Devo Yilmaz Devrim
PhD candidate, Department of Linguistics

Activities relevant to the proposed research group
Devo has been working on his PhD research titled “Development of grammatical metaphor in academic literacy through online language support” under the supervision of Ahmar Mahboob, Jim Martin and Shoshana Dreyfus. His project focuses on how tertiary level students improve their use of grammatical metaphor through language support provided by language coaches. The language resource, grammatical metaphor, is one of the most important characteristics of adult language, academic register and bureaucratic discourse. Thus, the analysis of grammatical metaphor in various contexts might reveal the ways in which diverse identities are constructed in spoken and written texts. Alongside his research, he has also taught a postgraduate unit in the department of Linguistics titled LNGS 7109: Language and Identity. The unit investigates how national, ethnic, cultural, social, economic, linguistic and gender identities are constructed, maintained and negotiated through language. Furthermore, his M.A. research in applied linguistics explored how high school students perceive and understand the notion of ‘culture’ in relation to English language teaching/learning. The students’ understanding of ‘culture’ was closely related to their ethnic, cultural, social, and economic identity.

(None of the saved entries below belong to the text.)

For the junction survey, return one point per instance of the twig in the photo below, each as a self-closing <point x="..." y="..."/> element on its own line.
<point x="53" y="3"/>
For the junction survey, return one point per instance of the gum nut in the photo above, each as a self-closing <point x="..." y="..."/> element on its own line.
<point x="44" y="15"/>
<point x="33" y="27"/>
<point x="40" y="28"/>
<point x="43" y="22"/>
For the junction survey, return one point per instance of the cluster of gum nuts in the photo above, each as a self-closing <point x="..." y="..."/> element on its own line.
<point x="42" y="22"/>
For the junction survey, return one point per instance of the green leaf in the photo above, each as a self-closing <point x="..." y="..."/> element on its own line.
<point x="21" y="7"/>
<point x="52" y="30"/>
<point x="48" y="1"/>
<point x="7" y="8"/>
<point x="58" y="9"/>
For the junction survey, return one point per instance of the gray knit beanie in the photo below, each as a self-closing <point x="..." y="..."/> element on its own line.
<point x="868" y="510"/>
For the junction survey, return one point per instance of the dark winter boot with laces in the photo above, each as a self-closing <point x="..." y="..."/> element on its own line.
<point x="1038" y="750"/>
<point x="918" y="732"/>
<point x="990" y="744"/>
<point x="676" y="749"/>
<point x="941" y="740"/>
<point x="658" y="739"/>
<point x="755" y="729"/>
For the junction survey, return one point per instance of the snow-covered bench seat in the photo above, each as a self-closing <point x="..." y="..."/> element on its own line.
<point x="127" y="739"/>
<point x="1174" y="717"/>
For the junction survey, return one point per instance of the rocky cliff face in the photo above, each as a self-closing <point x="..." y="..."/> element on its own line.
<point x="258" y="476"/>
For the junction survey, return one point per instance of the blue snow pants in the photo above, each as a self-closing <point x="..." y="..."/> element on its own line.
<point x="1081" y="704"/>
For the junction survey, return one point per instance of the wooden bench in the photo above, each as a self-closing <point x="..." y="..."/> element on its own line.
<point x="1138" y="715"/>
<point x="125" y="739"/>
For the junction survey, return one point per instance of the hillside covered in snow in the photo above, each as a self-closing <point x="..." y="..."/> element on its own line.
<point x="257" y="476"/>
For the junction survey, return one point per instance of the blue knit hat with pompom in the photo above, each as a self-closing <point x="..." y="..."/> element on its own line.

Publications relevant to the proposed research group
Devrim, D. Y. & Bayyurt, Y. (2010). Students understandings and preferences of the role and place of culture in English language teaching: a focus on in an EFL context. Tesol Journal 2, (pp.4-23).
Devrim, D.Y. (2010). Review of Martin, J. R. & Rose, D. 2008. Genre relations: mapping culture. Australian Journal of Linguistics 30, 3: pp. 376-380.
Devrim, Y. (2009). Are we setting up new teachers to fail? Essential Teacher 6(2), http://www.tesol.org/s_tesol/secet.asp?CID=2007&DID=12418
Devrim, D.Y. (forthcoming). Review of Christie, F. & Derewianka, B. 2008. School Discourse: Learning to write across the years of schooling. Australian Journal of Linguistics 31, 2.